Skimming im E-Commerce ist bei Cyberkriminellen weit verbreitet. Hierfür werden Sicherheitslücken zum Einschleusen von Schadprogrammen genutzt. Die Nutzer selbst merken von dieser Infiltration des Shopsystems nichts. Während sie eine Bestellung in dem gehackten Shop durchführen, werden die Zahlungsinformationen unbemerkt an die Kriminellen weitergeleitet. Diese können dann mit gestohlenen Kreditkarten und Bankdaten selbst Einkäufe über das Web tätigen oder die Daten für gefälschte Bezahlkarten verwenden. Im Dezember 2016 meldete die FAZ bereits, dass die Zahl der Skimming-Fälle gegenüber 2015 gestiegen sei.

Erste Sicherheitswarnungen bereits im Herbst 2016

Schon im September 2016 hat ein Softwareunternehmen, das Sicherheitsprogramme für Magento entwickelt, auf mögliche Gefahren durch Sicherheitsprobleme in Webshops hingewiesen. Damals wurden weltweit fast 6.000 Online-Shops mit entsprechenden Mängeln identifiziert. Davon waren mehrere hundert Shops aus Deutschland. Das Computer Emergency Response Team der Bundesverwaltung (CERT-Bund) hatte die Warnung übernommen und die entsprechenden Provider informiert. Laut Erkenntnissen der Behörde und des BSI wurden die Warnungen von einem Großteil der Betreiber ignoriert oder die jeweiligen Server wurden erneut mit Schadsoftware infiziert. Aus diesem Grund sind aktuell mindestens 1.000 Online-Shops potentiell durch Skimming-Attacken gefährdet. In Deutschland müssen Betreiber von Online-Shops gemäß § 13 Absatz 7 TMG ihre Systeme nach dem aktuellen Stand der Technik vor Angriffen schützen. Hierzu gehören auch die Aktualisierung bestehender Software sowie die Absicherung der Online-Bezahlsysteme.
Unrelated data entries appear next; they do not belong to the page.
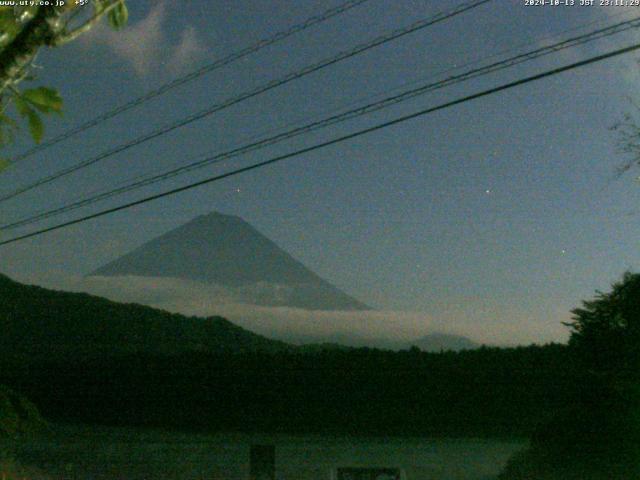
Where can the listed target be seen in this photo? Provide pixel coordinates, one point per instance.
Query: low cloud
(483, 323)
(145, 46)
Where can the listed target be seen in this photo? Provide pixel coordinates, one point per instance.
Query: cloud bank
(145, 45)
(485, 325)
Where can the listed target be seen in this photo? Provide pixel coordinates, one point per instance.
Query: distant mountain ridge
(225, 250)
(434, 342)
(37, 322)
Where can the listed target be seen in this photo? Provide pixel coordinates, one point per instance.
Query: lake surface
(86, 453)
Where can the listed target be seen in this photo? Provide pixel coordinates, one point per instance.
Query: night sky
(503, 212)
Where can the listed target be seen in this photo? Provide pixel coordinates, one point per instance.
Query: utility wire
(395, 34)
(205, 69)
(334, 141)
(360, 111)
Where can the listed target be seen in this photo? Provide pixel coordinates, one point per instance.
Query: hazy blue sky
(503, 208)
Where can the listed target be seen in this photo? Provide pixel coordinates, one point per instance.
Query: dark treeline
(489, 391)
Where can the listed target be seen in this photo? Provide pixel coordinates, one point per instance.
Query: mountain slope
(38, 322)
(227, 251)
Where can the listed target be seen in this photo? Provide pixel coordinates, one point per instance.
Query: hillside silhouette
(37, 322)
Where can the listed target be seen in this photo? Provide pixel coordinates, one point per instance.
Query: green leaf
(22, 106)
(35, 126)
(118, 16)
(45, 99)
(8, 121)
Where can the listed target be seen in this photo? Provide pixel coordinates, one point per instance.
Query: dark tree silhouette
(606, 331)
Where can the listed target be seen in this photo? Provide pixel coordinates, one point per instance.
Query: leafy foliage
(606, 330)
(24, 29)
(597, 435)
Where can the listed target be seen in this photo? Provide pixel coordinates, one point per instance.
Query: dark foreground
(118, 453)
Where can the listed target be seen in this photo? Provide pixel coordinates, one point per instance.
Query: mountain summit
(226, 251)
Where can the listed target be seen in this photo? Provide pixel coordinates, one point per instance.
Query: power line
(205, 69)
(395, 34)
(366, 109)
(334, 141)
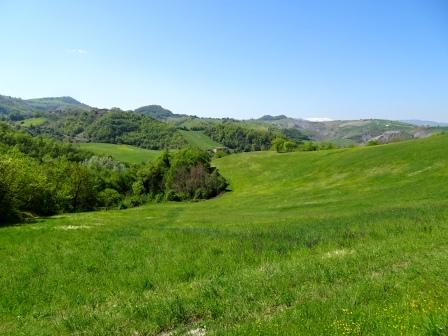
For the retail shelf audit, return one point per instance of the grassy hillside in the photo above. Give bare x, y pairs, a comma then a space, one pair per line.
340, 242
199, 139
122, 153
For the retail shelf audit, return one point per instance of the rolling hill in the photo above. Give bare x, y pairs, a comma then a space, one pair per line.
67, 118
338, 242
124, 153
199, 139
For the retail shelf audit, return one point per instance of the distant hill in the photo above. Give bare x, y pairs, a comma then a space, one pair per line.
158, 112
56, 103
426, 123
66, 117
18, 109
272, 118
346, 132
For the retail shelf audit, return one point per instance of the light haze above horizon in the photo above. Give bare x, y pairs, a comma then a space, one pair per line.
343, 59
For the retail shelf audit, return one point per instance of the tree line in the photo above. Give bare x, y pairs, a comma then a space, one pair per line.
42, 176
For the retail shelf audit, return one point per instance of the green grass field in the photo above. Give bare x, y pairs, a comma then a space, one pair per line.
339, 242
123, 153
32, 122
200, 140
Diese Verpflichtung betrifft alle Websites, die geschäftsmäßig betrieben werden.

Keine Daten zu möglichen Skimming-Opfern vorhanden

Das BSI weiß laut offizieller Meldung noch nicht, ob und in welchem Umfang Verbraucher bereits Opfer durch gestohlene Zahlungsinformationen geworden sind. Allerdings wurden Netzbetreiber erneut darüber unterrichtet, dass Online-Shops in ihren Netzen massive Sicherheitslücken aufweisen. Für Verbraucher bedeutet das weiterhin, beim Online-Shopping sorgsam mit Kreditkartendaten und persönlichen Daten umzugehen.